A weird primitive sea worm with ten legs that wriggled on the ocean floor more than half a billion years ago has been dug up in China.
The weird caterpillar like creature just over an inch long had thick, long limbs and a tubular, segmented trunk – similar to today’s common earthworm.
Its discovery could also shed light on the evolution of the arthropods – the group that includes insects, spiders and crabs.
These are the most diverse of all animal groups which share a segmented body – and jointed legs.
Palaeobiologist Dr Qiang Ou said it is a new species of lobopodian, worm like animals that lived during the Cambrian between 541 and 485 million years ago.
Each of its five segments bore a pair of limbs.
Named Lenisambulatrix humboldti, it was similar to another type unearthed about a decade ago and dubbed Diania cactiformis, or ‘walking cactus’, because it was heavily armoured with spines.
Lobopodians are also related to two other small creatures in the animal kingdom known as ‘water bears’, or tardigrades – the most indestructible animals on Earth, and onychophorons, or velvet worms.
Back when vertebrates were just emerging, the world was inhabited by some pretty peculiar creatures.
We know of their existence from the impressions left behind in shale beds hundreds of millions of years old, once sediment at the bottom of a body of water.
The study published in Scientific Reports sheds fresh light on this mysterious and extraordinary period.
Both species were found at a famous fossil bed at Chengjiang, Yunnan province, that is a World Heritage site.
Their morphology suggest some insights into how they may have lived.
Both were sea dwellers, so their clawless legs may have been adapted for walking or crawling on the soft ocean floor.
Whereas D. cactiformis’ heavy armour may have protected it from predators, the soft body of L. humboldti may indicate that individuals of this species lived a reclusive life, hiding in crevices or among clusters of sponges to avoid predation.
Dr Qu, of the China University of Geosciences, Beijing, said: “Cambrian marine lobopodians are generally considered as predecessors of modern panarthropods – onychophorans, tardigrades and arthropods.
“Hence, further study of their morphological diversity and early radiation may enhance our understanding of the ground pattern and evolutionary history of panarthropods.
“Here, we report a rare lobopodian species, Lenisambulatrix humboldti and describe new morphological features of Diania cactiformis, an armoured lobopodian nicknamed ‘walking cactus’.”
His team found both had similarly shaped, segmented bodies and possessed thick, long legs, or lobopods, that measured between 11.6 to 18 millimetres.
Unlike other lobopodians, neither had any claws. But, unlike ‘walking cactus’, L. humboldti was without armour.
Only one end of the animal’s body is preserved and it bears no distinguishing features, such as eyes, a mouth or tentacles that would allow it to be recognised as a head.

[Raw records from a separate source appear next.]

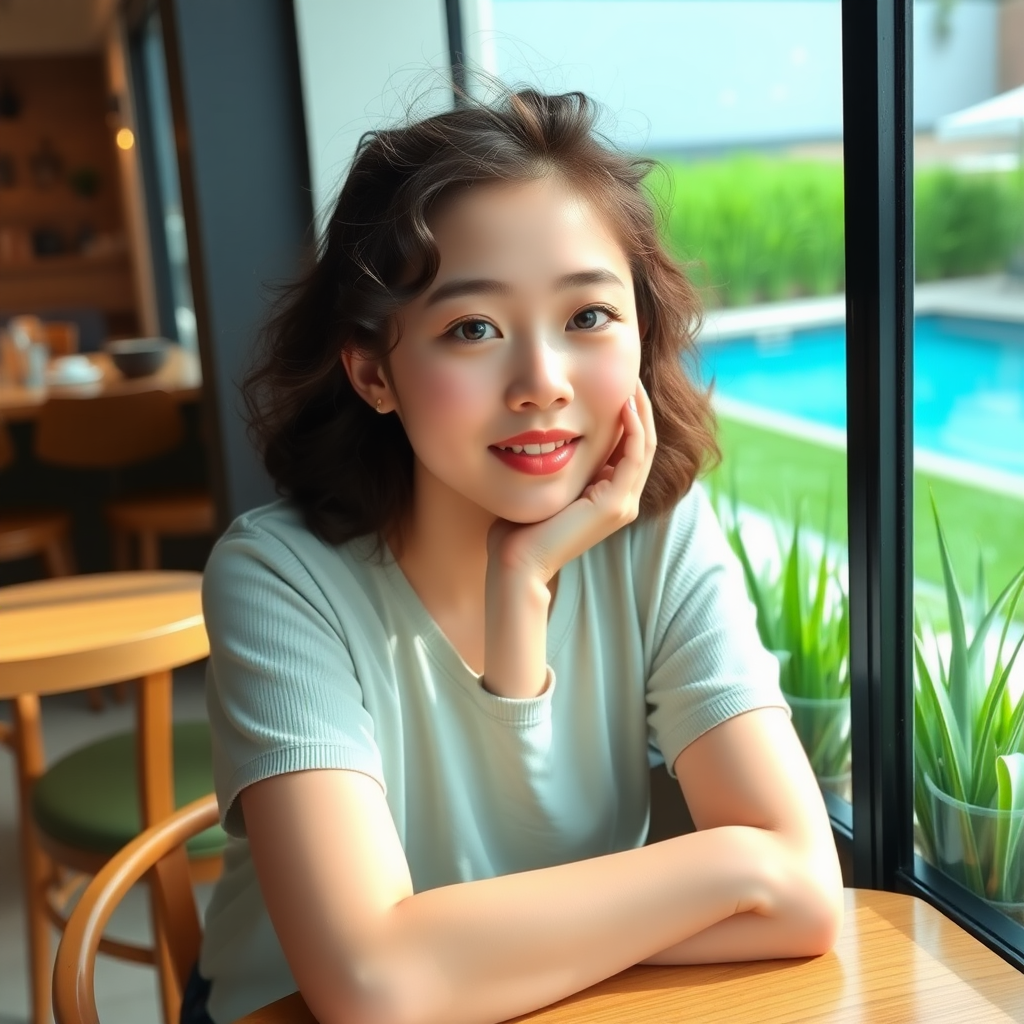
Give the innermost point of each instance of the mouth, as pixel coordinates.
(537, 459)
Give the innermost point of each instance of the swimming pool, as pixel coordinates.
(968, 383)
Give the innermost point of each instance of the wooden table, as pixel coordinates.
(75, 632)
(897, 962)
(180, 377)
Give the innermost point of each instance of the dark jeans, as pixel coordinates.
(194, 999)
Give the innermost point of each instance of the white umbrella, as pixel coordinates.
(1003, 115)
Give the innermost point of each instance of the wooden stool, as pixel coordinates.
(159, 851)
(72, 634)
(148, 519)
(27, 534)
(113, 431)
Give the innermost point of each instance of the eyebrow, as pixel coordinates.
(487, 286)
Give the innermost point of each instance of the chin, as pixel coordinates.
(532, 511)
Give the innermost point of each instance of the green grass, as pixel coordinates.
(757, 228)
(773, 470)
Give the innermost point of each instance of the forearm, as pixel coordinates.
(492, 949)
(804, 920)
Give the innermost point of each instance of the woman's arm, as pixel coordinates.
(366, 950)
(752, 770)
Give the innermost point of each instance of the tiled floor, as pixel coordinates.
(126, 993)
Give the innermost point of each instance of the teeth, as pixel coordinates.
(534, 449)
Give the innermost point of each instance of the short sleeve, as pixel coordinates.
(704, 656)
(282, 690)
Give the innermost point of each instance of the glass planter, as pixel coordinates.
(823, 727)
(975, 847)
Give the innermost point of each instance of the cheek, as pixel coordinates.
(610, 381)
(443, 397)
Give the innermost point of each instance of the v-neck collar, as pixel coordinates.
(443, 652)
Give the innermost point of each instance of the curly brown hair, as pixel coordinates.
(349, 470)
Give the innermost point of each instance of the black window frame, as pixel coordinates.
(877, 830)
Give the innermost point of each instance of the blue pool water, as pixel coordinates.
(968, 383)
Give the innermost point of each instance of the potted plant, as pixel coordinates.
(803, 619)
(969, 747)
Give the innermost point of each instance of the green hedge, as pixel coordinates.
(758, 228)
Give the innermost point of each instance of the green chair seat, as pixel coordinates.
(89, 800)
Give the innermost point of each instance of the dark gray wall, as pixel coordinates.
(236, 94)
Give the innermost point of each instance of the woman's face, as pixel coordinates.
(530, 325)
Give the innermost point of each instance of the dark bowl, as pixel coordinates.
(138, 356)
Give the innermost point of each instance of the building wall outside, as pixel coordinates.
(364, 65)
(694, 74)
(1011, 44)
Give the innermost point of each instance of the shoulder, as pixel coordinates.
(269, 557)
(683, 540)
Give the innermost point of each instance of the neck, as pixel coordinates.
(442, 546)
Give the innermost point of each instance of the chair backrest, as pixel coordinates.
(108, 431)
(6, 446)
(60, 337)
(159, 851)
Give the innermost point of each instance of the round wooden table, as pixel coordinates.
(72, 633)
(180, 377)
(897, 961)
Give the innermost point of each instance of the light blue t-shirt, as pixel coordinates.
(321, 657)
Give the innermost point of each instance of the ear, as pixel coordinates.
(368, 380)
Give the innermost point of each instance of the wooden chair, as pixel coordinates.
(60, 337)
(34, 534)
(160, 853)
(114, 431)
(66, 635)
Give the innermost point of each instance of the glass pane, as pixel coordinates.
(162, 128)
(969, 449)
(741, 101)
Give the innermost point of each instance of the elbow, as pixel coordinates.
(375, 996)
(822, 911)
(826, 924)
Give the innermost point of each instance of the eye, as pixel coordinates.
(473, 330)
(593, 318)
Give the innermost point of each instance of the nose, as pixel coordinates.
(540, 373)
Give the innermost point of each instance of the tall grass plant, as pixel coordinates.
(754, 228)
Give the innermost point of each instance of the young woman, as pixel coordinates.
(492, 597)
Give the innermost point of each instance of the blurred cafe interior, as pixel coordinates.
(140, 143)
(99, 376)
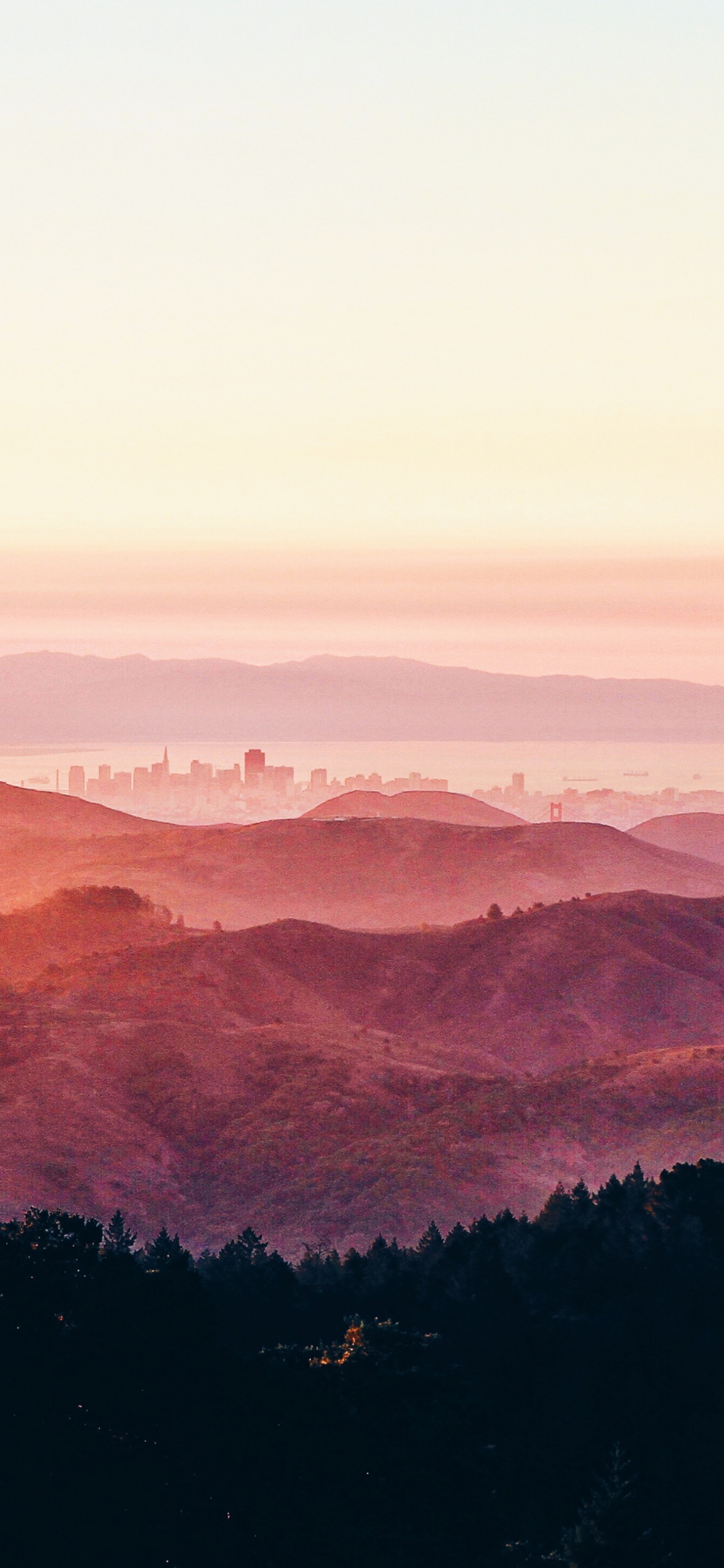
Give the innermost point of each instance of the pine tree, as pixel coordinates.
(116, 1236)
(609, 1529)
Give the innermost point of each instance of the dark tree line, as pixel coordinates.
(516, 1393)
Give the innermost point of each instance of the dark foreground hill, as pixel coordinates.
(356, 872)
(423, 805)
(513, 1394)
(689, 833)
(317, 1083)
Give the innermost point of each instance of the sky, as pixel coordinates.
(364, 328)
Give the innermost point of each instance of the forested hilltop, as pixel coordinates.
(519, 1391)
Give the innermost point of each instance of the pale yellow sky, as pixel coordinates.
(405, 274)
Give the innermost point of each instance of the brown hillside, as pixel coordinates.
(40, 811)
(425, 805)
(314, 1083)
(690, 833)
(356, 872)
(76, 922)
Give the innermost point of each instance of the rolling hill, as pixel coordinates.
(328, 1084)
(689, 833)
(355, 872)
(422, 805)
(76, 922)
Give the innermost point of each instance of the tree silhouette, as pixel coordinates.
(116, 1236)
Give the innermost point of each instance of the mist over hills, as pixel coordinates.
(690, 833)
(353, 872)
(315, 1083)
(51, 698)
(422, 805)
(77, 921)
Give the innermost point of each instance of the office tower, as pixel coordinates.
(77, 781)
(254, 765)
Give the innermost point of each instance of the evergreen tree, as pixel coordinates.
(116, 1236)
(609, 1529)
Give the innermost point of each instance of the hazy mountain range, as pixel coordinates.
(328, 1084)
(366, 1049)
(55, 698)
(351, 872)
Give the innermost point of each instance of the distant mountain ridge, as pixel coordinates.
(51, 698)
(362, 872)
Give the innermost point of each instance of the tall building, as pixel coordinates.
(254, 765)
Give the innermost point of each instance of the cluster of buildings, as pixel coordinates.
(225, 794)
(618, 808)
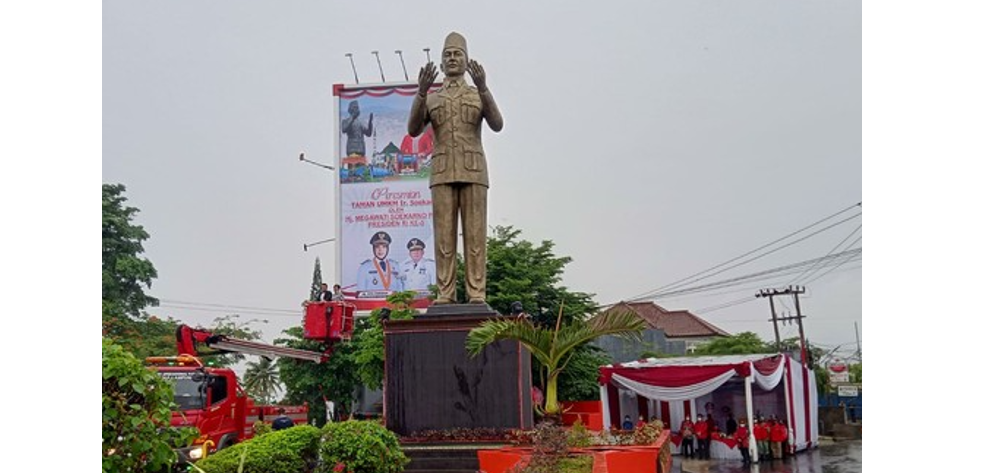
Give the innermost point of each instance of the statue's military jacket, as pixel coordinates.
(456, 114)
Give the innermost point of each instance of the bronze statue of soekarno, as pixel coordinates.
(459, 178)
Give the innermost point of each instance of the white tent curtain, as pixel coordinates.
(673, 394)
(769, 381)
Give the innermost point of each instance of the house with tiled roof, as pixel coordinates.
(674, 332)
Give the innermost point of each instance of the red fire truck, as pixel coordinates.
(212, 400)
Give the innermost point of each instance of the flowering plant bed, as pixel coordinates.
(643, 450)
(467, 436)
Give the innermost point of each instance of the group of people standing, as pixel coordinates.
(770, 436)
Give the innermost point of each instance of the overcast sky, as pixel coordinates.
(649, 140)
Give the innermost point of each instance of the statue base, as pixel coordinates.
(460, 309)
(430, 382)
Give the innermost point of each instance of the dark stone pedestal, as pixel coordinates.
(431, 383)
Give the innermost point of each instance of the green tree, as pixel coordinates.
(126, 275)
(125, 271)
(744, 343)
(314, 383)
(137, 405)
(518, 271)
(316, 281)
(261, 380)
(553, 346)
(855, 373)
(579, 380)
(368, 338)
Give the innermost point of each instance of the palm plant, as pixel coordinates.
(262, 380)
(553, 347)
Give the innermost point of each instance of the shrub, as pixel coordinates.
(137, 404)
(579, 436)
(360, 447)
(261, 428)
(292, 450)
(648, 433)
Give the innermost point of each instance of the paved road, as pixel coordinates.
(839, 457)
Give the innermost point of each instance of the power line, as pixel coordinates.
(226, 311)
(226, 306)
(851, 254)
(834, 268)
(689, 278)
(744, 287)
(811, 271)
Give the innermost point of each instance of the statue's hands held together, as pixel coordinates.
(426, 78)
(478, 75)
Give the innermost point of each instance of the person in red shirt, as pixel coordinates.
(741, 437)
(687, 437)
(703, 436)
(778, 435)
(762, 434)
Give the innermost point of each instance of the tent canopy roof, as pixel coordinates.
(718, 360)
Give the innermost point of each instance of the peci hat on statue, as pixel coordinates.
(455, 40)
(380, 238)
(415, 244)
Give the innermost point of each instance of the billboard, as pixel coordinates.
(385, 234)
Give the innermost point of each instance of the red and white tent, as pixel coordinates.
(747, 385)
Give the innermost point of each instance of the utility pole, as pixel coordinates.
(858, 344)
(795, 291)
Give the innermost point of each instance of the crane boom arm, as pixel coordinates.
(188, 338)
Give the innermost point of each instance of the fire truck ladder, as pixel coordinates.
(188, 337)
(348, 325)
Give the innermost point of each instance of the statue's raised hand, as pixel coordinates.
(426, 78)
(478, 75)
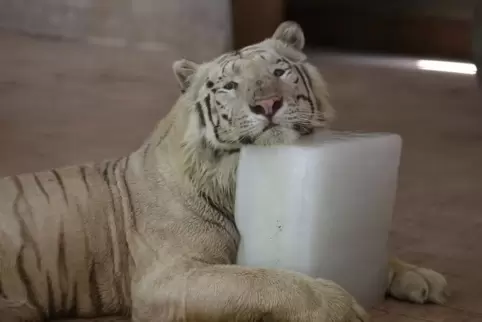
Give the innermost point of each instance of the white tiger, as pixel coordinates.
(152, 235)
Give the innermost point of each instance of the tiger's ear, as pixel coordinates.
(184, 71)
(290, 33)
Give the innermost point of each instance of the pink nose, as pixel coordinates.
(267, 107)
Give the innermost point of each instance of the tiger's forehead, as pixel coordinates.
(243, 61)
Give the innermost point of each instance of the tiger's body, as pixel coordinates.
(153, 235)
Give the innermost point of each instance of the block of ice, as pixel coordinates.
(322, 206)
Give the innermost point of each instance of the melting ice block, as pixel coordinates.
(322, 206)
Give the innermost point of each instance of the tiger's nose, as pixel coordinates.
(267, 107)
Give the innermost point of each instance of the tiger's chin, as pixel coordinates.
(277, 136)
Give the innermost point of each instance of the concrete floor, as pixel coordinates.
(63, 103)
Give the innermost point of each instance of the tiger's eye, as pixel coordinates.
(231, 85)
(278, 72)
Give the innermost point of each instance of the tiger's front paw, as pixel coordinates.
(418, 284)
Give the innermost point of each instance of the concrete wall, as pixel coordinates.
(451, 9)
(197, 29)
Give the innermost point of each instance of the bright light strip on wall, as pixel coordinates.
(447, 66)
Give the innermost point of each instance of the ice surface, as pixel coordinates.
(322, 206)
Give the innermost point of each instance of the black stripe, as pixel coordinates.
(94, 289)
(50, 296)
(73, 307)
(29, 288)
(109, 237)
(61, 184)
(129, 196)
(83, 174)
(105, 176)
(213, 205)
(199, 111)
(117, 277)
(207, 101)
(62, 267)
(25, 232)
(41, 187)
(163, 136)
(308, 89)
(308, 78)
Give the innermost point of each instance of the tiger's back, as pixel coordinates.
(62, 240)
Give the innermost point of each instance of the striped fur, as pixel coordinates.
(152, 234)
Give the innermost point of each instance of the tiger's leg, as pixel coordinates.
(234, 293)
(15, 311)
(416, 284)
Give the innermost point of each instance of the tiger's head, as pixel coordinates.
(263, 94)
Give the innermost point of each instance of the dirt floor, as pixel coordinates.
(63, 103)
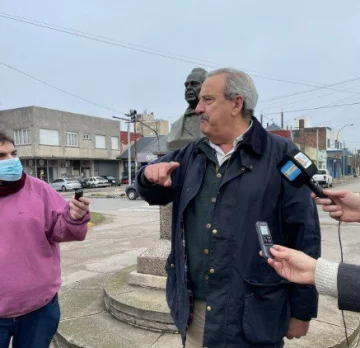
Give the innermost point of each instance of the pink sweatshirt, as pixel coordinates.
(32, 223)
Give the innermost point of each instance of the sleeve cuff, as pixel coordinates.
(326, 277)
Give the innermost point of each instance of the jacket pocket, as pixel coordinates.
(266, 311)
(171, 285)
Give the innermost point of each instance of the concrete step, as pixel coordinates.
(85, 323)
(135, 305)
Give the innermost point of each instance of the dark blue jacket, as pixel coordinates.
(250, 305)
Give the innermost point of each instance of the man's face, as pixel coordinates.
(7, 151)
(216, 113)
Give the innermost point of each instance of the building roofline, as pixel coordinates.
(68, 112)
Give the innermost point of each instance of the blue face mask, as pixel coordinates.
(11, 169)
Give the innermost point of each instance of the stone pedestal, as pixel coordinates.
(152, 261)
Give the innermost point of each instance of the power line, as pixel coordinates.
(317, 108)
(315, 89)
(60, 89)
(114, 42)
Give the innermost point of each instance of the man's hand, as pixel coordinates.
(293, 265)
(297, 328)
(78, 209)
(160, 173)
(346, 207)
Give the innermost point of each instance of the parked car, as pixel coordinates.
(96, 181)
(78, 178)
(323, 178)
(131, 192)
(111, 180)
(65, 184)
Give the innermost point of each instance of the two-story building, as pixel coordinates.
(54, 144)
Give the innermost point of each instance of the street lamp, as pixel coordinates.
(129, 149)
(336, 143)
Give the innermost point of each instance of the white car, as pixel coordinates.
(97, 181)
(323, 178)
(65, 184)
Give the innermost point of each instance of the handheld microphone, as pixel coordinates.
(298, 169)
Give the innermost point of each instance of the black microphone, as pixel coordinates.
(298, 169)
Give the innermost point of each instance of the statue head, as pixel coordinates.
(193, 85)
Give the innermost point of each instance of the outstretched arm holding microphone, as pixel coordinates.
(330, 278)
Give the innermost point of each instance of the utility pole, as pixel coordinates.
(129, 155)
(317, 147)
(129, 145)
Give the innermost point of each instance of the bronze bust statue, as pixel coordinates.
(187, 128)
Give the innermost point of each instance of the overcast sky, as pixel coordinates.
(307, 43)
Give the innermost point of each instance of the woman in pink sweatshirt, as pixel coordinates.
(34, 220)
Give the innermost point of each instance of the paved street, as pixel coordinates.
(132, 226)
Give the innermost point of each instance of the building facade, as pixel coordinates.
(56, 144)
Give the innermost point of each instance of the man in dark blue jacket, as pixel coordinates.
(220, 292)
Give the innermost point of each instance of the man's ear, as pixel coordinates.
(238, 105)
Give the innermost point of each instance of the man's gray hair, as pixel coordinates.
(239, 83)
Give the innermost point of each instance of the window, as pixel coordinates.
(22, 136)
(100, 142)
(72, 139)
(49, 137)
(114, 143)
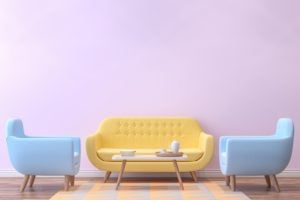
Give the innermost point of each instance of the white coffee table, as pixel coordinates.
(151, 158)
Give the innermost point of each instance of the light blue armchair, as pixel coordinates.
(33, 156)
(257, 155)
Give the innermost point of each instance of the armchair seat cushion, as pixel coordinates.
(106, 154)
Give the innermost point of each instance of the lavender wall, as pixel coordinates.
(66, 65)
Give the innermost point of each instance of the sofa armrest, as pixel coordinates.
(92, 144)
(206, 143)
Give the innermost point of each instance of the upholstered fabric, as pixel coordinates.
(148, 134)
(41, 155)
(257, 155)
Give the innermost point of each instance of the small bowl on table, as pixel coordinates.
(127, 152)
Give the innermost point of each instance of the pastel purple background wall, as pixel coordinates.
(66, 65)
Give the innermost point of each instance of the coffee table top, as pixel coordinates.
(119, 157)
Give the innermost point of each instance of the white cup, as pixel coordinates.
(175, 145)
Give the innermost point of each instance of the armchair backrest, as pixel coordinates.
(14, 127)
(285, 128)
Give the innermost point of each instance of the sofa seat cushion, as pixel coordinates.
(106, 154)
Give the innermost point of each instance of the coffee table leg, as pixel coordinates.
(178, 174)
(121, 173)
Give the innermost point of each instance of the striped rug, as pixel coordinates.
(91, 190)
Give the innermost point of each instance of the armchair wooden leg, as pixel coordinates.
(67, 182)
(31, 180)
(227, 180)
(275, 182)
(25, 181)
(72, 180)
(194, 176)
(107, 175)
(268, 180)
(233, 183)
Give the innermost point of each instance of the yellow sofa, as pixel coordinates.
(147, 135)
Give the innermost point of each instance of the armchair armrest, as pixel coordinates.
(223, 140)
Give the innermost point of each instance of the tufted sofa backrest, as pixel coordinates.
(149, 132)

By contrast, the presumed head end of D. cactiformis shows a distinctive helmet-like structure.
Dr Qu said: “Both lobopodian species were similar in possessing rather thick, elongate lobopods without terminal claws.
“However, in contrast to Diania cactiformis, the body of which was heavily armoured with spines, the trunk and limbs of the Humboldt lobopodian were entirely unarmoured.
“Our study augments the morphological diversity of Cambrian lobopodians and presents two evolutionary extremes of ornamentatio.
“One represented by the Humboldt lobopodian, which was most likely entirely ‘naked’, the other epitomised by D. cactiformis, which was highly ‘armoured’.”